Menurut Sigit, tugas Polri dalam perkara tersebut telah rampung setelah pelimpahan tahap dua dilakukan. Dengan demikian, kewenangan untuk menentukan status penahanan para tersangka kini beralih sepenuhnya kepada institusi Kejaksaan.
"Jadi tentunya kewajiban kami sudah selesai, untuk penangguhan penahanan saat ini sudah beralih ke institusi Kejaksaan. Jadi mungkin lebih tepat nanti ditanyakan di sana," kata Sigit menambahkan.
Sementara itu, Kejaksaan Negeri Jakarta Selatan telah mengambil langkah berbeda. Lembaga tersebut memutuskan untuk menangguhkan penahanan Roy Suryo dan Dokter Tifa setelah menerima pelimpahan tahap dua dari penyidik Kepolisian.
Kepala Kejaksaan Negeri Jakarta Selatan, Marcelo Bellah, menjelaskan bahwa keputusan itu diambil setelah tim Jaksa Penuntut Umum mempertimbangkan permohonan yang diajukan oleh kuasa hukum dan keluarga para tersangka. Pertimbangan lain datang dari kesediaan keluarga untuk bertindak sebagai penjamin yang menerima risiko apabila tersangka tidak hadir dalam persidangan.

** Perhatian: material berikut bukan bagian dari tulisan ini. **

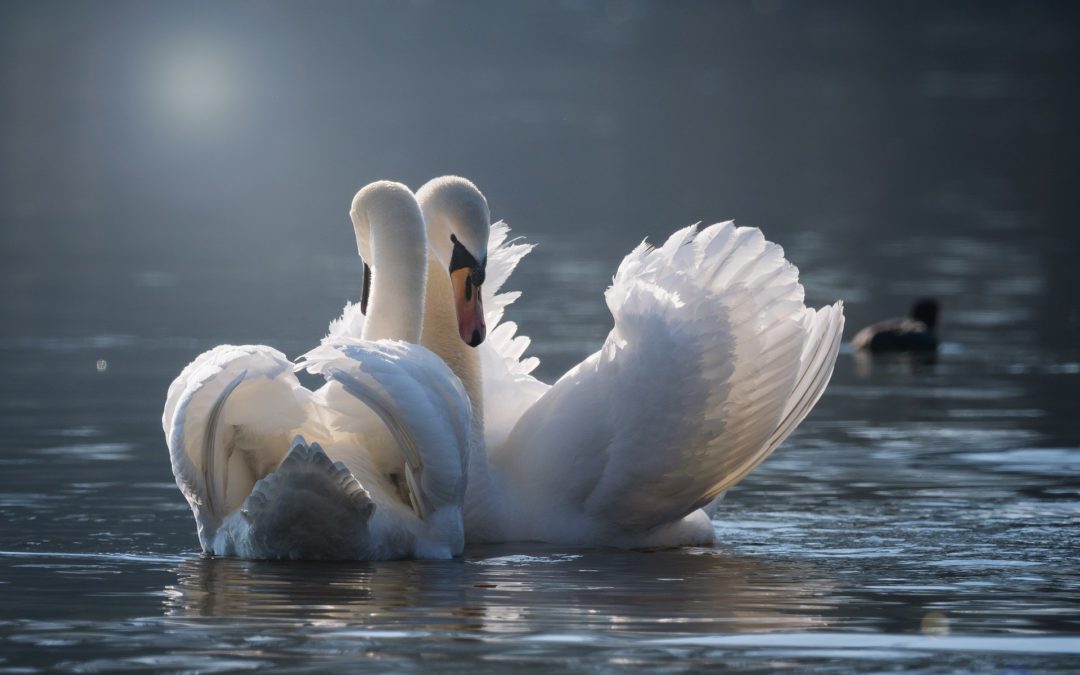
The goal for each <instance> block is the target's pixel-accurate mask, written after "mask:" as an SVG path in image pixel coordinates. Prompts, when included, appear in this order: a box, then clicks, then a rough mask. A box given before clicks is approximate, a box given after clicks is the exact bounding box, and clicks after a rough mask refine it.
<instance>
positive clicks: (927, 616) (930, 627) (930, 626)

"Bahwa berdasarkan pendapat dari tim Jaksa Penuntut Umum terhadap permohonan kuasa hukum dan keluarga para tersangka untuk tidak dilakukan penahanan, mempertimbangkan keluarga sebagai penjamin yang bersedia menerima risiko apabila tersangka tidak hadir dalam persidangan," kata Marcelo kepada wartawan, Senin (22/6/2026).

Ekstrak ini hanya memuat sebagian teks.